I prayed and prayed and GOD led me to do what was necessary to regain my health. It was October 2016. I had to stop driving because I would have such severe panic attacks, and my vision was blurry consistently now. The dizziness/blacking out was most of the day, the headaches became severe migraines that were so bad that prescription migraine meds wouldn’t even touch them. My hearing sensitivity was so bad that couldn’t handle any noise –not the TV, radio, or even people talking. Hearing my own voice hurt me! I also had light sensitivity, which made it hard to even look outside — and when I did, I felt dizzier.
I had NO life!! People just didn’t understand. I had friends say “you’re always sick” or thinking I was just lazy or just ignoring them. Nobody had heard of breast implants causing illness, but in their defense, I have to admit I had rolled my eyes when my friend brought it up to me a year before when he told me his wife went through it. At the time, I had thought “I’ve had mine for years, and I’m fine”.
So I stopped talking about it to anyone. It became my ‘silent’ misery, my nightmare. Lying in bed for 4 months (with fewer “good days” now), I was just praying to live and get healthy again! It was at that point, after a year of researching breast implant illness and doctors who are experts in explanting, that I knew that I desperately needed these toxic bags out of me immediately. I truly think I would have not made it another few months had I kept them. Or if I had, it would have been pure hell.
Ironically, I had a fitness cover shoot (Muscle and Fitness Hers) in early January 2017. I was sick (again) with a nasty flu for 6 weeks, and on top of my other symptoms, trying to do a photo shoot – I was an emotional and physical mess. But, I’m a ‘warrior’ as so many of the women are who have been ill because of their breast implants, so I got it done. The crew that day was amazing — they helped me through the day. I appreciated their compassion. That cover came out February 21, 2017, and I dedicate it to all the beautiful women who have suffered from breast implant illness. Stay the brave warriors you are !
For my explant surgery, I choose a surgeon who knew the importance of removing the entire capsule (as a lot of times it grows into our breast tissue, ribs, etc and has to be scrapped off) –not fun, trust me.

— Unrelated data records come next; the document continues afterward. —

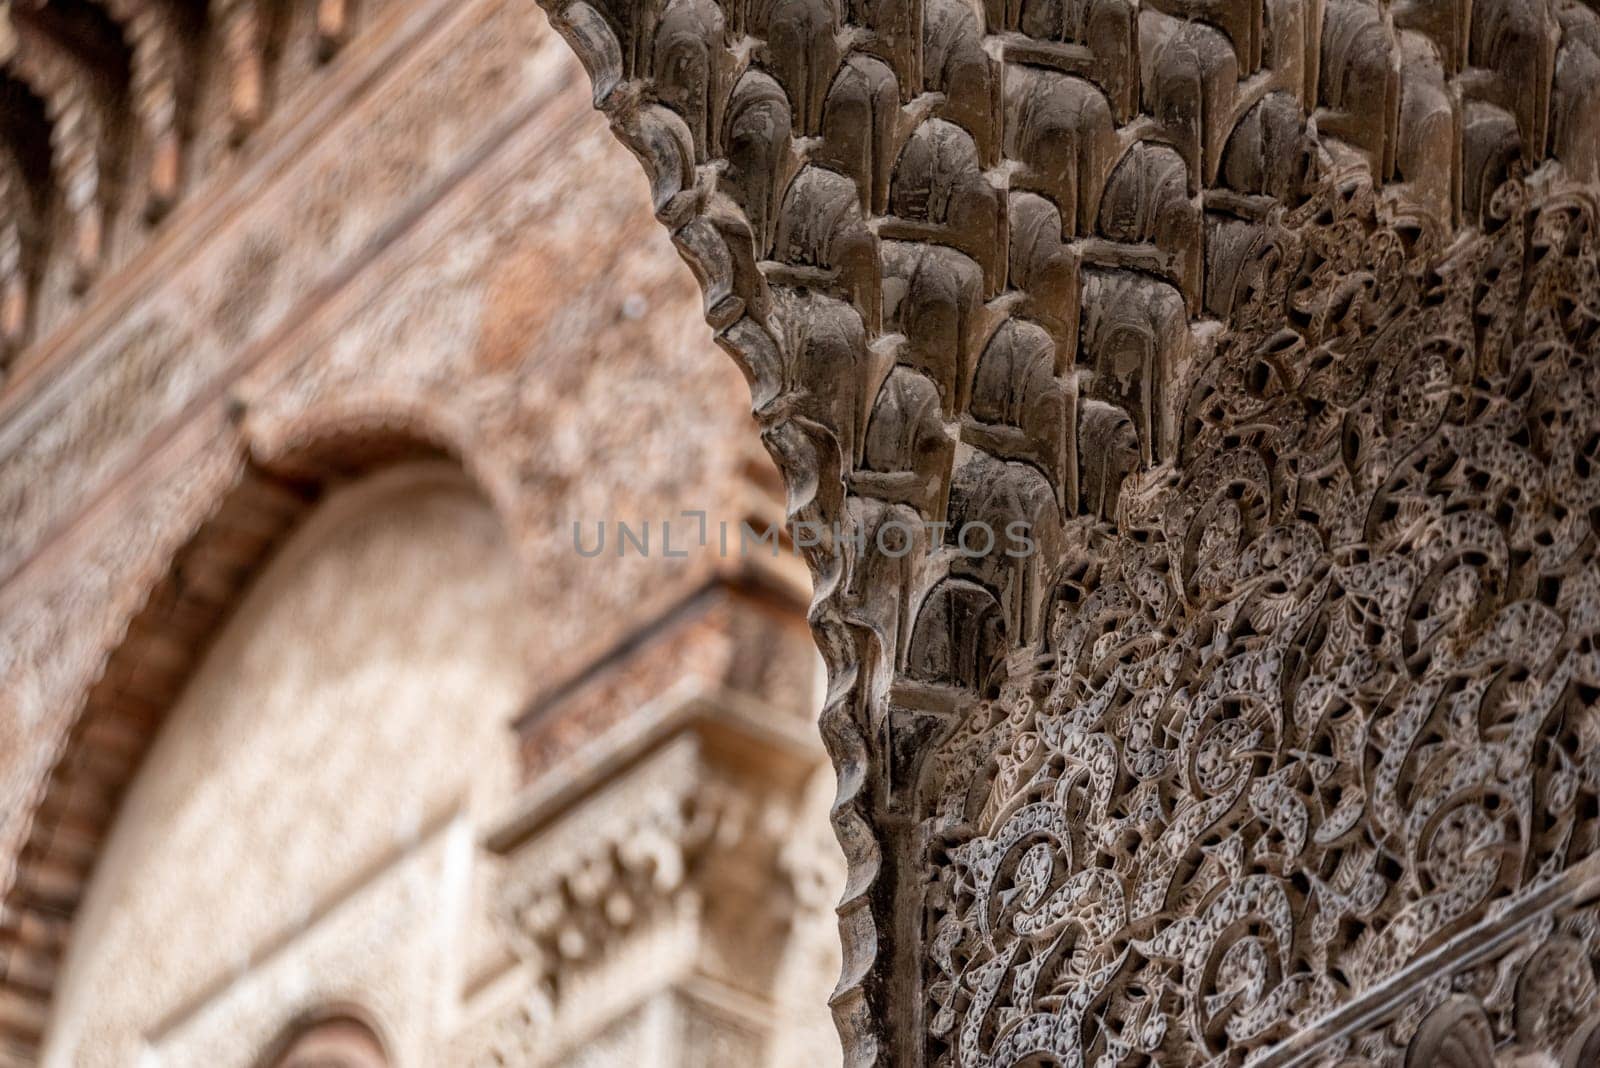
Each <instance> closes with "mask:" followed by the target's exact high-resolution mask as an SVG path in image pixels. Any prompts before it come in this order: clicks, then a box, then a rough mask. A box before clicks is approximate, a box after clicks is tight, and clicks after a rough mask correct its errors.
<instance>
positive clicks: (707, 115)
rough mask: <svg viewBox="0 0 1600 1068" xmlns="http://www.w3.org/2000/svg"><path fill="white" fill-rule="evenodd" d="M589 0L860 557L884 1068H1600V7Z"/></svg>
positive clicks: (727, 289)
mask: <svg viewBox="0 0 1600 1068" xmlns="http://www.w3.org/2000/svg"><path fill="white" fill-rule="evenodd" d="M547 6H549V10H550V14H552V18H554V21H555V24H557V26H558V27H560V29H562V32H563V34H565V35H566V38H568V40H570V42H571V43H573V46H574V48H576V50H578V53H579V54H581V56H582V59H584V62H586V66H587V69H589V72H590V75H592V78H594V88H595V102H597V106H598V107H600V109H602V110H605V114H606V115H608V117H610V120H611V123H613V126H614V130H616V131H618V134H619V136H621V137H622V139H624V141H626V142H627V144H629V145H630V147H632V149H634V152H635V153H637V155H638V157H640V160H642V161H643V165H645V168H646V171H648V174H650V179H651V185H653V193H654V203H656V209H658V216H659V219H661V221H662V222H664V224H666V225H667V227H669V229H670V230H672V235H674V238H675V241H677V245H678V248H680V251H682V253H683V256H685V259H686V261H688V262H690V265H691V267H693V269H694V272H696V273H698V277H699V280H701V283H702V286H704V291H706V313H707V318H709V321H710V323H712V326H714V328H715V333H717V339H718V342H720V344H722V345H723V347H725V349H726V350H728V352H730V353H733V355H734V358H736V360H738V361H739V365H741V366H742V368H744V371H746V374H747V376H749V379H750V385H752V392H754V400H755V412H757V417H758V419H760V424H762V427H763V436H765V440H766V444H768V448H770V451H771V452H773V454H774V456H776V457H778V460H779V464H781V465H782V470H784V473H786V476H787V481H789V491H790V510H792V515H794V518H795V520H797V521H806V523H818V524H819V526H822V528H827V526H830V524H832V523H840V524H842V534H840V536H837V537H835V536H827V537H824V539H822V544H819V545H816V547H813V548H810V550H808V552H810V563H811V566H813V571H814V576H816V603H814V609H813V620H814V627H816V633H818V638H819V641H821V644H822V649H824V656H826V657H827V662H829V667H830V671H832V686H830V695H829V702H827V707H826V710H824V713H822V731H824V735H826V740H827V745H829V747H830V751H832V756H834V759H835V763H837V766H838V777H840V790H838V799H837V806H835V825H837V831H838V836H840V841H842V843H843V846H845V851H846V854H848V857H850V863H851V871H853V878H851V881H850V889H848V892H846V895H845V900H843V902H842V905H840V918H842V929H843V937H845V943H846V966H845V975H843V978H842V982H840V986H838V991H837V994H835V1012H837V1017H838V1022H840V1028H842V1031H843V1036H845V1042H846V1050H848V1060H850V1063H854V1065H862V1063H888V1062H891V1063H896V1065H902V1063H904V1065H910V1063H928V1065H990V1063H992V1065H1013V1063H1061V1065H1150V1063H1158V1065H1240V1063H1245V1062H1246V1060H1248V1062H1250V1063H1270V1065H1286V1063H1310V1065H1389V1063H1395V1065H1398V1063H1408V1065H1442V1063H1450V1065H1491V1063H1510V1060H1514V1058H1517V1057H1525V1055H1541V1057H1546V1058H1547V1063H1563V1065H1579V1063H1594V1054H1595V1052H1597V1049H1600V1038H1597V1034H1600V1033H1597V1030H1595V1022H1597V1018H1600V1017H1597V1001H1595V998H1597V994H1595V969H1594V962H1595V959H1597V954H1600V945H1597V937H1595V932H1597V913H1595V899H1597V891H1595V884H1597V876H1600V867H1597V862H1595V859H1594V857H1592V854H1594V849H1595V839H1597V835H1600V715H1597V707H1595V705H1597V694H1600V652H1597V649H1595V635H1597V632H1600V571H1597V566H1595V563H1597V561H1595V539H1597V531H1595V523H1597V518H1600V360H1597V352H1595V342H1597V323H1600V278H1597V267H1595V225H1597V214H1595V213H1597V195H1600V169H1597V160H1600V130H1597V125H1600V99H1597V96H1600V58H1597V56H1600V18H1597V13H1595V10H1594V8H1592V6H1587V5H1584V3H1579V2H1576V0H1566V2H1560V0H1557V2H1554V3H1552V2H1546V0H1480V2H1477V3H1472V2H1469V0H1411V2H1408V3H1402V2H1379V0H1150V2H1147V3H1144V5H1142V6H1141V5H1138V3H1134V2H1133V0H987V2H976V0H974V2H973V3H965V2H963V0H922V2H920V3H918V2H915V0H880V2H874V0H766V2H763V0H726V2H725V3H718V2H717V0H670V2H669V3H658V2H653V0H646V2H637V0H614V2H613V3H608V0H566V2H563V0H547ZM1013 520H1026V521H1029V523H1030V524H1032V537H1034V539H1035V540H1037V544H1038V552H1037V553H1034V555H1032V556H1027V558H1024V560H1016V558H1011V556H1006V555H1005V553H1002V552H1000V550H998V548H997V550H995V552H992V553H989V555H987V556H976V558H974V556H966V555H963V553H960V552H958V547H957V545H954V544H950V542H954V531H955V529H957V528H958V526H960V524H962V523H971V521H987V523H989V524H990V526H994V528H995V529H1003V528H1005V526H1006V524H1008V523H1011V521H1013ZM890 521H899V523H906V524H907V526H910V528H914V529H918V531H923V529H928V528H926V526H925V524H928V523H949V526H947V528H944V529H946V539H947V540H942V542H941V539H939V536H938V532H934V534H933V539H931V540H933V542H934V544H931V545H928V544H922V542H918V545H917V552H912V553H909V555H902V556H890V555H886V553H882V552H875V550H874V547H872V545H874V540H875V532H877V531H878V529H882V526H883V524H885V523H890ZM811 529H814V528H811ZM894 529H896V537H899V536H902V534H904V529H902V528H898V526H896V528H894ZM934 531H938V528H934ZM862 539H864V540H866V544H867V548H866V552H862V548H861V540H862ZM1517 1063H1523V1062H1520V1060H1518V1062H1517ZM1541 1063H1546V1062H1541Z"/></svg>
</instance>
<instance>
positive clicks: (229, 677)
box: [45, 468, 550, 1068]
mask: <svg viewBox="0 0 1600 1068" xmlns="http://www.w3.org/2000/svg"><path fill="white" fill-rule="evenodd" d="M549 625H550V620H547V619H539V614H538V612H530V611H526V600H525V596H523V587H522V582H520V580H518V572H517V564H515V558H514V556H512V553H510V547H509V544H507V540H506V536H504V531H502V529H501V526H499V523H498V520H496V516H494V513H493V512H491V510H490V508H488V507H486V505H485V504H483V502H482V499H478V497H477V496H475V494H474V491H472V489H470V486H467V484H466V483H464V480H461V476H459V475H454V473H453V472H450V470H448V468H445V470H443V472H442V470H438V468H432V470H429V468H422V470H418V468H398V470H395V472H390V473H387V475H382V476H379V478H374V480H371V483H366V484H360V486H355V488H352V489H346V491H342V492H341V494H338V496H334V497H333V499H331V500H328V502H326V504H325V505H323V507H322V510H320V512H318V513H317V515H315V516H314V518H312V520H310V521H309V523H307V524H306V528H304V529H302V531H301V532H298V534H296V536H294V539H293V540H291V542H290V544H288V545H286V547H285V548H283V550H282V555H280V556H278V558H277V560H274V563H272V564H270V566H269V568H267V571H266V572H264V574H262V576H261V577H259V580H258V582H256V585H254V587H253V588H251V592H250V595H248V596H246V598H245V601H243V603H242V604H240V608H238V614H237V616H235V617H234V619H232V620H230V622H229V624H227V628H226V630H224V633H222V635H221V636H219V640H218V643H216V644H214V648H213V649H211V651H210V654H208V656H206V659H205V662H203V664H202V667H200V670H198V671H197V675H195V678H194V681H192V683H190V686H189V691H187V692H186V694H184V697H182V700H181V702H179V703H178V707H176V708H173V711H171V713H170V716H168V723H166V726H165V729H163V732H162V737H160V739H158V742H157V743H155V747H154V748H152V751H150V755H149V756H147V759H146V764H144V767H142V771H141V774H139V777H138V780H136V782H134V787H133V790H131V791H130V793H128V796H126V799H125V801H123V806H122V812H120V815H118V820H117V825H115V831H114V833H112V838H110V841H109V843H107V846H106V852H104V855H102V860H101V868H99V871H98V875H96V879H94V883H93V886H91V892H90V895H88V899H86V900H85V903H83V911H82V916H80V927H78V931H77V932H75V943H74V950H72V953H70V956H69V959H67V966H66V970H64V972H62V977H61V986H59V993H58V1001H56V1017H54V1020H56V1023H54V1030H53V1036H51V1041H50V1042H48V1046H46V1058H45V1063H46V1065H61V1066H62V1068H64V1066H67V1065H85V1066H86V1065H106V1066H107V1068H109V1066H114V1065H131V1063H134V1062H136V1060H138V1058H139V1057H141V1055H142V1054H141V1050H142V1049H144V1047H146V1046H147V1049H149V1050H150V1057H152V1058H150V1060H146V1062H142V1063H150V1065H174V1066H178V1065H198V1063H206V1065H216V1066H218V1068H222V1065H248V1063H250V1062H251V1058H253V1057H254V1055H256V1052H258V1047H256V1041H259V1042H261V1044H264V1042H266V1039H267V1038H270V1036H272V1033H274V1031H275V1028H277V1026H278V1025H280V1023H282V1022H283V1020H288V1018H291V1017H293V1015H296V1014H299V1012H302V1010H306V1009H310V1007H315V1001H317V999H318V998H320V999H325V1001H339V999H350V1001H360V1002H362V1004H366V1006H368V1007H370V1010H371V1012H374V1014H376V1015H378V1017H379V1018H381V1022H382V1023H384V1025H386V1028H387V1030H386V1033H387V1034H390V1036H392V1041H394V1042H395V1049H397V1050H403V1052H405V1060H406V1062H408V1063H419V1065H421V1063H434V1062H432V1058H430V1055H429V1054H430V1050H432V1049H435V1046H437V1041H438V1036H440V1033H442V1031H443V1030H445V1028H446V1026H448V1023H450V1015H448V1014H450V1010H451V999H450V994H451V990H450V982H448V980H450V977H453V975H459V974H461V972H462V969H464V967H466V962H464V961H462V953H464V945H466V931H467V927H469V924H470V916H469V915H467V903H469V900H470V899H469V895H467V887H466V881H467V879H470V878H472V868H470V865H472V855H474V852H472V831H470V828H472V827H474V825H475V822H482V819H483V817H485V812H491V811H493V809H494V807H496V804H502V803H504V798H506V796H509V793H510V791H512V790H514V787H515V774H514V767H512V747H510V737H509V731H507V726H506V724H507V721H509V719H510V716H512V715H514V713H515V710H517V703H518V700H520V699H522V695H523V694H525V692H526V684H528V668H530V664H528V660H526V657H525V654H523V649H525V648H526V646H528V643H530V640H533V638H534V636H536V633H538V632H539V630H544V628H547V627H549ZM458 823H459V828H458ZM462 835H464V839H462ZM462 846H464V849H462ZM218 1017H221V1018H222V1020H226V1022H227V1023H229V1025H230V1026H226V1028H224V1026H222V1023H221V1022H219V1020H218ZM242 1022H248V1025H250V1026H248V1028H238V1026H234V1025H238V1023H242ZM219 1033H221V1034H222V1036H227V1038H226V1041H224V1039H221V1038H219ZM251 1039H256V1041H251ZM198 1050H206V1055H205V1057H202V1055H200V1052H198Z"/></svg>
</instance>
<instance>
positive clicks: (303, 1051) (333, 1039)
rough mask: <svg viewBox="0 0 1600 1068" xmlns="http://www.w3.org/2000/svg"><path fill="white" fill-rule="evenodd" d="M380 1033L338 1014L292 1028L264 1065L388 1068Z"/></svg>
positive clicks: (363, 1023)
mask: <svg viewBox="0 0 1600 1068" xmlns="http://www.w3.org/2000/svg"><path fill="white" fill-rule="evenodd" d="M387 1066H389V1054H387V1052H386V1050H384V1044H382V1041H381V1039H379V1038H378V1034H376V1033H374V1031H373V1030H371V1028H370V1026H366V1025H365V1023H362V1022H360V1020H355V1018H354V1017H346V1015H334V1017H330V1018H326V1020H320V1022H317V1023H312V1025H309V1026H307V1025H301V1026H298V1028H294V1030H291V1031H290V1033H288V1034H285V1036H283V1038H282V1039H278V1042H277V1049H274V1052H272V1054H269V1055H267V1058H266V1060H264V1062H262V1065H261V1068H387Z"/></svg>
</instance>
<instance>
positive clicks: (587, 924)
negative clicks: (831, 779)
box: [488, 699, 818, 1006]
mask: <svg viewBox="0 0 1600 1068" xmlns="http://www.w3.org/2000/svg"><path fill="white" fill-rule="evenodd" d="M816 759H818V755H816V753H814V751H813V750H811V748H810V747H806V745H805V743H803V742H800V740H798V739H795V737H792V735H789V734H782V732H778V731H771V729H765V727H762V726H760V724H757V723H755V721H752V719H750V718H747V716H742V715H739V713H731V711H726V710H723V708H718V707H715V705H712V703H710V702H706V700H698V699H696V700H690V702H688V703H686V705H685V707H683V708H682V710H680V711H678V713H675V715H670V716H667V718H664V719H662V721H661V723H659V724H658V726H656V727H654V729H653V731H651V732H648V734H646V735H645V737H640V739H635V740H634V742H632V743H629V745H624V747H622V748H621V750H619V751H616V753H613V755H611V758H610V759H608V761H603V763H597V764H594V766H590V767H587V769H586V771H584V772H582V775H581V777H578V779H570V780H565V782H560V780H557V782H555V783H552V787H549V788H544V790H539V788H536V790H534V793H533V795H531V796H530V798H528V799H526V801H525V803H523V807H522V809H520V811H518V812H517V814H515V815H514V817H512V819H509V820H507V822H506V825H504V827H502V828H501V830H499V831H498V833H494V835H493V836H491V838H490V841H488V847H490V851H491V852H493V854H498V855H501V857H504V859H506V867H504V875H502V881H501V886H499V889H498V894H496V900H498V916H496V918H498V921H499V926H501V929H502V932H504V934H506V937H507V942H509V943H510V945H512V948H514V951H515V953H517V954H518V958H522V961H523V962H525V966H526V967H528V969H531V972H533V977H534V982H536V983H538V985H539V986H542V988H544V991H546V993H547V994H549V996H550V998H552V1001H554V1002H555V1004H557V1006H558V1004H560V1001H562V994H563V991H565V990H568V988H571V986H574V983H582V982H584V978H586V977H592V975H594V974H595V972H598V970H600V969H603V967H605V966H606V964H608V962H610V961H611V959H613V958H614V956H616V953H618V951H619V948H621V946H622V945H624V943H627V942H629V940H646V938H650V940H654V942H656V945H659V946H669V948H666V950H661V951H659V953H656V956H654V958H653V962H651V969H650V970H651V972H654V974H656V975H658V977H661V982H664V983H666V985H677V983H682V982H694V980H696V978H710V980H712V982H714V983H718V985H725V986H728V988H733V990H739V991H742V993H746V994H750V996H762V994H763V991H762V985H763V978H765V975H766V966H765V962H763V961H765V959H766V958H768V956H770V954H774V953H776V950H778V946H779V945H781V938H782V935H784V916H786V913H787V910H786V908H782V905H784V900H782V899H779V900H774V899H773V887H774V886H786V884H787V878H786V875H784V860H782V844H784V843H786V841H787V839H789V836H790V833H792V830H794V823H795V819H797V812H798V811H800V807H802V799H803V793H805V785H806V779H808V775H810V774H811V772H813V771H814V769H816ZM768 935H771V937H770V938H768ZM619 982H632V980H630V978H621V980H619ZM653 982H654V980H653ZM645 993H648V991H643V990H642V991H640V994H645Z"/></svg>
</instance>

And for me, the cosmetic results were still important, and I felt he was the best choice for me as a healer and an artist.
You can read other stories about me in USA Today and People Magazine. But the most important thing for you to know is that, like many other women, I got sicker and sicker for years before I finally realized that there was one solution: getting my implants removed by a plastic surgeon who was an explant expert. I am making my story public because I hope that other women can be helped.